RuntimeError: result type ComplexFloat can't be cast to the desired output type Float
yunchu opened this issue · comments
Describe the bug
tested on branch releases/1.5.0
failures on regression test for semantic segmentation
- train type: class incr
- template
- SegNext-B, SegNext-t, SegNext-s
Steps to Reproduce
- copy ci datasets to local
- run regression test with following command
CI_DATA_ROOT=/mnt/hdd1/data/ci_datasets/ tox -vvv -e tests-seg-py310-pt1 -- tests/regression/semantic_segmentation/test_segmentation.py::TestRegressionSegmentation::test_otx_train[Custom_Semantic_Segmentation_SegNext_B] tests/regression/semantic_segmentation/test_segmentation.py::TestRegressionSegmentation::test_otx_train_cls_incr[Custom_Semantic_Segmentation_SegNext_B]
Environment:
- OS:
- Framework version:
- Python version:
- OpenVINO version:
- CUDA/cuDNN version:
- GPU model and memory:
@yunchu , I investigated this issue and found some weird behavior in a test environment. This issue happens because of in train_cls_incr
we change datasets, but the number of iterations is much lower than expected, so, runner.current_iter < runner,max_iters, and there are some issues in the scheduler emerge.
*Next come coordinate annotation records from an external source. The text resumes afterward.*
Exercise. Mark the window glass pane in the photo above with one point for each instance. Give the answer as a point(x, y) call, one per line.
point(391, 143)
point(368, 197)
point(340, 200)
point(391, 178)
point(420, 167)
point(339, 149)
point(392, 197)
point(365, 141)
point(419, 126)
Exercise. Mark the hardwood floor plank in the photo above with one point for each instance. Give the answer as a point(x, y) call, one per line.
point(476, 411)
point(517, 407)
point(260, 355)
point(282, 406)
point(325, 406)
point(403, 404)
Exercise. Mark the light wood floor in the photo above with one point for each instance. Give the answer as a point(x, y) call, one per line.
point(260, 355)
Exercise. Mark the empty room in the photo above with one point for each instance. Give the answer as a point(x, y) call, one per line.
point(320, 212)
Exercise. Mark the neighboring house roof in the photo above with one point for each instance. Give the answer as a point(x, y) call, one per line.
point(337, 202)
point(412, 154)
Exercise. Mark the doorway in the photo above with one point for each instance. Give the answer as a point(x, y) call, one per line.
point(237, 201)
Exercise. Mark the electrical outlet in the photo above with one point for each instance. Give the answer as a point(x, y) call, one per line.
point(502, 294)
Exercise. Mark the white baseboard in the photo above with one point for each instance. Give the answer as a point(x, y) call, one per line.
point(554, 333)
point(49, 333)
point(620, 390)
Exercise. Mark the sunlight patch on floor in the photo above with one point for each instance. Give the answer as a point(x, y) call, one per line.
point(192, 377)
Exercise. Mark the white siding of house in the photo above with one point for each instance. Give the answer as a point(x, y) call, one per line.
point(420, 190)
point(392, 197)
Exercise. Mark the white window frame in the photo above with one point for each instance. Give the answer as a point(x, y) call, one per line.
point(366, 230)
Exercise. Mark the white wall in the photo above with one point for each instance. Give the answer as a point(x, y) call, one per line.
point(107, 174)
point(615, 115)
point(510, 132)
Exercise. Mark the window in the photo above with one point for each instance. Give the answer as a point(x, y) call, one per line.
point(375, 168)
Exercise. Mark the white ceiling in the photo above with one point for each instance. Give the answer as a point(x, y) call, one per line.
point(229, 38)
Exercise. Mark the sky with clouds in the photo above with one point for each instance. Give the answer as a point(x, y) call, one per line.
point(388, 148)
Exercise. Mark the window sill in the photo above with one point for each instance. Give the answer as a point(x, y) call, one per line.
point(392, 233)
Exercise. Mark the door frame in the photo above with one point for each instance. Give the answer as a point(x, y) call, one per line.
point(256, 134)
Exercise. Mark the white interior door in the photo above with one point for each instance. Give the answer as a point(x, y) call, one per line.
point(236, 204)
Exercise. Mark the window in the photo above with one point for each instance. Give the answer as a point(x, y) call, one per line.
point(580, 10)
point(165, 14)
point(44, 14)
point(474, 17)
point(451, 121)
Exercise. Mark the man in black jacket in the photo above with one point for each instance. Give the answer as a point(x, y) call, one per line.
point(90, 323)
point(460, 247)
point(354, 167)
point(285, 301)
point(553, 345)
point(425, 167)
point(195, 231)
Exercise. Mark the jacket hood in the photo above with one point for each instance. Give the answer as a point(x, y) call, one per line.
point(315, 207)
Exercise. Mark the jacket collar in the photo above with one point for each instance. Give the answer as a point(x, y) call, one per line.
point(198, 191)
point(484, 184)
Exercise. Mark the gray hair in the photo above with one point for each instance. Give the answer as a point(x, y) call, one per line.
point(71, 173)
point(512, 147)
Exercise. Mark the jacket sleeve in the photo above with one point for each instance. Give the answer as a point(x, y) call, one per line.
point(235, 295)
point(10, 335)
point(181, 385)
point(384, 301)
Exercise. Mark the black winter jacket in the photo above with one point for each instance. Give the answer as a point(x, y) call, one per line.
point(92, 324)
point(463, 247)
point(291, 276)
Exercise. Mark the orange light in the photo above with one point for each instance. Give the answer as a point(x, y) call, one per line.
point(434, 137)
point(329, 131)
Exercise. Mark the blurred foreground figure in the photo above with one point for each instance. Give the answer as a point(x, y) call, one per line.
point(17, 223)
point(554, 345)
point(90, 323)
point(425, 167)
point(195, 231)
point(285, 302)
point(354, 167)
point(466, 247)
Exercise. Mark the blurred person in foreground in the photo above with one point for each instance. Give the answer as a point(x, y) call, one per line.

Can it be some possible shift in two testing environments (otx_train and train_cls_incr) leading to broken information about proper dataset size/number of epochs?
BTW,
This problem is not reproducible outside of tests. I tried the class incremental approach with the same data and everything is fine. The number of iterations is what it should be without any errors.
@kprokofi I guess you can check the regression test on the repo. I've just checked that was happened on 'develop' branch as well.
AFAIK, the current regression test run only 10 epoch for each training. do you think it could make any issues?